Portal Hypertension: Surgical Therapy

Acute esophageal variceal or fundal variceal hemorrhage

The following measures can be considered to stop acute esophageal variceal or fundus variceal hemorrhage:

  • Rubber band ligation (GBL) – This is performed endoscopically and is considered the method of choice. It is associated with significantly fewer complications than variceal sclerotherapy.
  • Variceal sclerotherapy (variceal sclerotherapy) – This involves injecting a sclerosant (hardening agent), such as polidocanol, which leads to sclerosis due to an inflammatory stimulus. Possible complications include perforation (piercing), strictures (high-grade narrowing), pleural effusion (pathological (abnormal) accumulation of fluid between the pleura parietalis (pleura of the chest) and pleura visceralis (pleura of the lungs)), pericardial effusion (accumulation of fluid in the pericardium), fever, and bacteremia (presence of bacteria in the blood).

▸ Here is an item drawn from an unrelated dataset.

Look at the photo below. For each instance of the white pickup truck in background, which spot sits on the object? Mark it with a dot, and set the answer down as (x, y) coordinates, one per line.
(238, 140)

The complication rate is 10%.
  • Histoacryl – Treatment with plastic adhesives is indicated for gastric fundal varices (varicose veins of the base of the stomach) if they cannot be safely treated by ligation.
  • Sondent tamponade – for persistent (ongoing) bleeding to compress the varices; Balloon probe: inflation of a balloon that compresses the blood vessels. The Sengstaken-Blakemore probe (for varices of the terminal esophagus and cardiac region (transition area from the esophagus to the stomach)) or the Linton Nachlas probe (for varices of the gastric fundus) are recommended for this purpose. This is followed by endoscopic therapy.The use of a compression probe is associated with the following risks and should therefore only be used in the short term (complication rate 10-20%):
    • Esophagitis (inflammation of the esophagus).
    • Esophageal necrosis (death of the esophageal mucosa).
    • Esophageal rupture (rupture of the esophagus)
    • Pneumonia (pneumonia) due to the passage of gastric juice into the lungs.
  • Self-expanding metal stent (with plastic coating) – e.g., Ella stent; placed in the distal esophagus (part of the esophagus that lies in the abdominal cavity) for 1-2 weeks; considered a back-up procedure

Secondary prophylaxis – recurrence prophylaxis

The risk of recurrent bleeding (bleeding again after the first bleeding) is high. Within the first 10 days after the first hemorrhage, it is 35%, and within one year after the first hemorrhage, the recurrence rate is 70%. Consequently, secondary prophylaxis is mandatory. It is most effective by a combination therapy of rubber band ligation and drug therapy (nonselective beta-blockers).